Back to the proverbial baby elephant that is forbidden from trumpeting when its mother does, it is no longer news that godfathers in Nigeria politics are almost entangled in fisticuffs with their political godsons, who they always believe must remain a faithful Man Friday, to his own detriment and calamity of the people. Apart from the allegation made against Wike that he wanted to choke, dominate, gag and control Fubara to have access to the resources of the state, the grandiose political termagant personified in Wike, as prophesied by Ayo Fayose, has seen him confirming his unwillingness to surrender his political structure in Rivers State to his successor, and now former ally, in whom he was well pleased. The belligerence of Wike has paid off up until now, as the grandstanding presidential candidate of the PDP, Atiku Abubakar, eventually got humbled by the decision of the Supreme Court that upheld the victory of Tinubu.
The one time simmering frosty relationship between Wike and Fubara recently attained a conflagration in the Rivers State House of Assembly Complex that was turned to a contentious space for attacks and counter-attacks. From the bombing of the complex to the suspension of the former Leader of the House; from the notice of impeachment on Fubara to the emergence of the suspended Leader as the new Speaker of the House of Assembly; from the harassment of Fubara and his supporters who attempted to march on the Assembly Complex to the alleged removal of the Chief Judge, keen watchers were reminded that River States politicians are not only colourful in their appearance, youthfully rugged in physicality, but sternly courageous in seeking and retaining access to commonwealths. It was good that Fubara was willing to confront the monsters he saw in his tormentors, damning the consequences of his possible removal or martyrdom, provided the people, and not tyrants, are the winners.
We cannot forget in a hurry how Evans Bapakaye, an audacious member of the Rivers State House of Assembly led an invasion of the house in July 2013, with other four members of the House alleged to have contemplated removing the then speaker, Otelemaba Amachree, and later the governor, Rotimi Amaechi. The mace, which is the symbol of authority of the legislature, became desecrated and duplicitously abused, to perform legality in illegality and for physical assault in the violated hallowed Chambers.
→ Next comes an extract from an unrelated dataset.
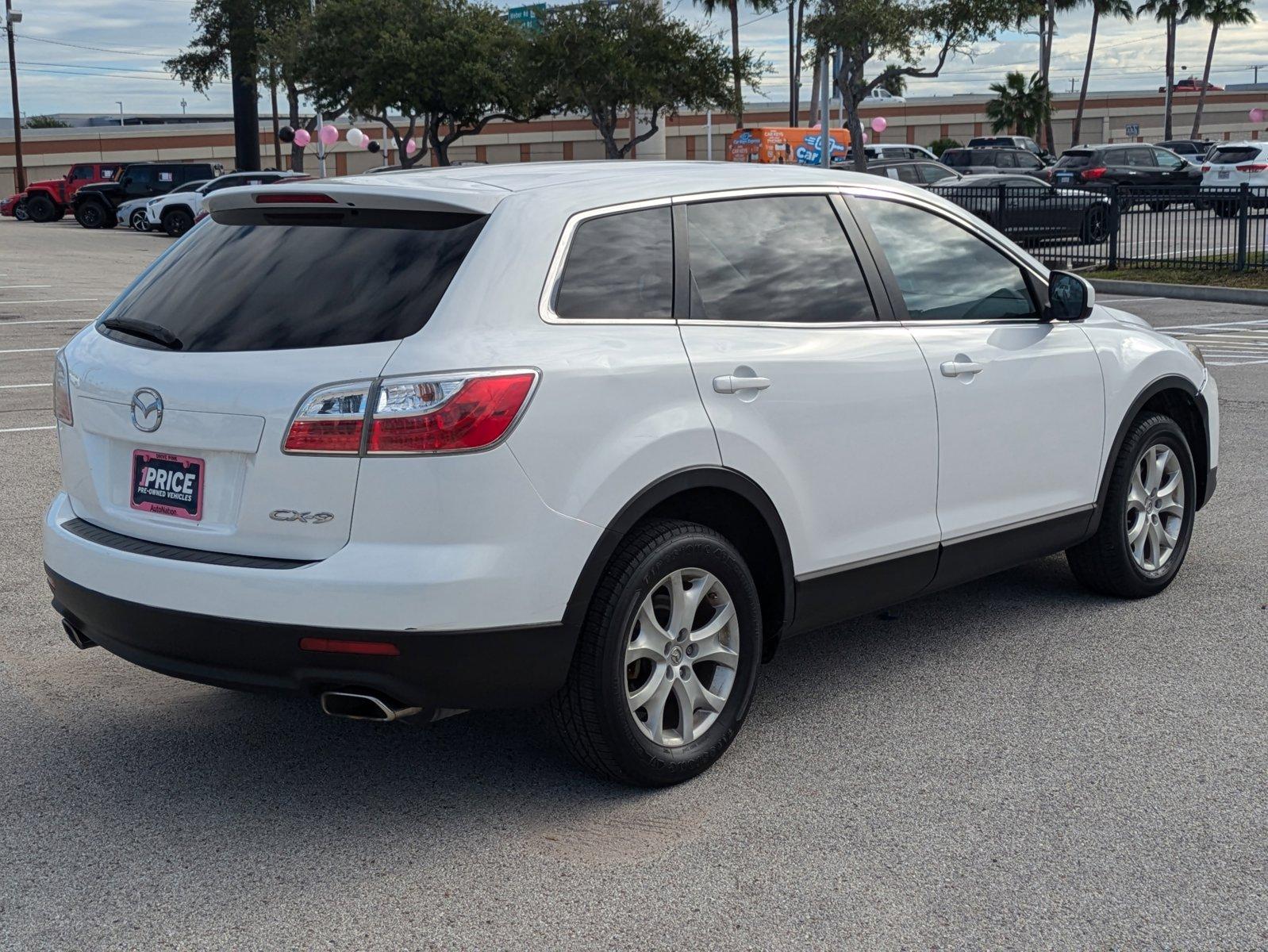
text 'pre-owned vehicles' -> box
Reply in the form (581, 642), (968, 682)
(44, 163), (1219, 785)
(71, 163), (222, 228)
As the interest of the masses gets submerged by the factional struggle for political structure and economic relevance in Rivers State, Wike should be reminded that too much embellishment would vitiate the tastefulness of his soup, not minding his culinary skills. He and his political estranged son, Fubara, should note that Nigerians nay Rivers’ people now have fewer things to cook, given the stultifying economic situation in the country. Wike should be reminded that empires do not last forever, and that his political relevance in 2027bwould not be as potent as it was in 2023. Between the mother and the baby elephant, only time would tell which would trumpet more, and enduringly.